# is this language regular and why pumping lemma doesn't work?

I was told that this language is regular but as I can show below, pumping lemma is not working for it. What am I doing wrong? Is this language really regular? Why?

• Note that you can use LaTeX here to typeset mathematics in a more readable way. See here for a short introduction. – Raphael Sep 28 '18 at 21:15
• It looks like you accidentally submitted your improved version as a new question. What you should do instead is click the "edit" link at the bottom of your question (but above these comments). – Ilmari Karonen Sep 29 '18 at 12:22
• – Gilles Sep 29 '18 at 20:52

Your use of the pumping lemma is incorrect.
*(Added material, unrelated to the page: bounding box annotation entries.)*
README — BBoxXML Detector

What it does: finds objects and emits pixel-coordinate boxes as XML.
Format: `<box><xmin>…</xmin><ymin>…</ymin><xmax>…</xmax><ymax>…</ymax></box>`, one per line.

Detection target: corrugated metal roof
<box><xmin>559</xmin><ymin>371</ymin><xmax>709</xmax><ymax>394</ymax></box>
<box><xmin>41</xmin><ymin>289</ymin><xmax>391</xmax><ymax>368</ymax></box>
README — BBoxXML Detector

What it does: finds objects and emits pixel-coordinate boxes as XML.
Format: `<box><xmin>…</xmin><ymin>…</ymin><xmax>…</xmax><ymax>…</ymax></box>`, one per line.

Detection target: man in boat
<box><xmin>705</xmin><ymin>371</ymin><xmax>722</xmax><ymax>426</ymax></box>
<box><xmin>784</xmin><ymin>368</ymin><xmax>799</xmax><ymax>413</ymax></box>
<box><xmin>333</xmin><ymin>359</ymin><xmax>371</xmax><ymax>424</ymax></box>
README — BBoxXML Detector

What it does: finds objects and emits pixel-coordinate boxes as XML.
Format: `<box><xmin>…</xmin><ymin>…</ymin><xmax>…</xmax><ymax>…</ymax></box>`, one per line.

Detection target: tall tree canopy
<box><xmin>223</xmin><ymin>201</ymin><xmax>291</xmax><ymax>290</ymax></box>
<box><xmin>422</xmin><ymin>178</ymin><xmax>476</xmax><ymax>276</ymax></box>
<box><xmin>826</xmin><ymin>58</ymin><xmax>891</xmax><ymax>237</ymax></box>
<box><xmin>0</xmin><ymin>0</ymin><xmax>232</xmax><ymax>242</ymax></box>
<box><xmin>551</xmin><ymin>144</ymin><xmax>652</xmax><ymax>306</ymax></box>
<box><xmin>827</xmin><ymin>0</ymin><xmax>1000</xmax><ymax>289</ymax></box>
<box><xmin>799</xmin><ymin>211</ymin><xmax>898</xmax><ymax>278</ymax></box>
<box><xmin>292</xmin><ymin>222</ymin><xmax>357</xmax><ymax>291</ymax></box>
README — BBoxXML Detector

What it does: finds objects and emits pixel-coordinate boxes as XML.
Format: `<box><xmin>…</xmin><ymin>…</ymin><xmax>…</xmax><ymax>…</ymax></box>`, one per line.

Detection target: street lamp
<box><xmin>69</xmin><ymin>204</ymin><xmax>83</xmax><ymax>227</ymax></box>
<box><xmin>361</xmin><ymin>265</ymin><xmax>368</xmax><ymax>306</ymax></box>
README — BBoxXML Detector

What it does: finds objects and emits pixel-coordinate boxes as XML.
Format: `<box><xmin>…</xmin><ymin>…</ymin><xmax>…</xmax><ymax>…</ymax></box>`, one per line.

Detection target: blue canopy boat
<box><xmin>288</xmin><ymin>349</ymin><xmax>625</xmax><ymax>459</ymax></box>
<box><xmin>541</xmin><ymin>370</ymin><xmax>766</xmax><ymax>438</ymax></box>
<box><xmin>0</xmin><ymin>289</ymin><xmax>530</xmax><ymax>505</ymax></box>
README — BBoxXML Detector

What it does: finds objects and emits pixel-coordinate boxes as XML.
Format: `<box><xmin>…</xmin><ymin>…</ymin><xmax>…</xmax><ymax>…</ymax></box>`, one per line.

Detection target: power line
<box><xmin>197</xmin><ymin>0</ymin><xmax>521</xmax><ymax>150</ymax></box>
First, to show that the pumping lemma fails to hold in the case of your string $$S$$ (and thereby prove $$L$$ non-regular), you would have to show that every choice of $$y$$ fails. You've picked a specific $$y$$.
Second, $$S'$$ is in $$L$$. Simply take the whole $$S'$$ string as $$b$$ and let $$a$$ be empty. Every string of zeros and ones is in $$L$$ the same way, so $$L = \{0, 1\}^*$$ and $$L$$ is regular.
It's a "trick" question. The language is regular because \begin{align*} \{aba^{\mathrm{R}}\mid a,b\in\{0,1\}^*\} &= \big\{\varepsilon b\varepsilon^{\mathrm{R}}\mid b\in\{0,1\}^*\big\} \cup \big\{a b a^{\mathrm{R}}\mid a\in\{0,1\}^+,\ b\in\{0,1\}^*\big\}\\ &= \{0,1\}^* \cup \big\{a b a^{\mathrm{R}}\mid a\in\{0,1\}^+,\ b\in\{0,1\}^*\big\}\\ &= \{0,1\}^*\,. \end{align*}
Write the word $$s'$$ as
$$s' = 0^{(p-\beta)} \left(1^p01^p0^{\beta} \right)0^{(p -\beta)}$$ to see that it is in fact in $$L$$.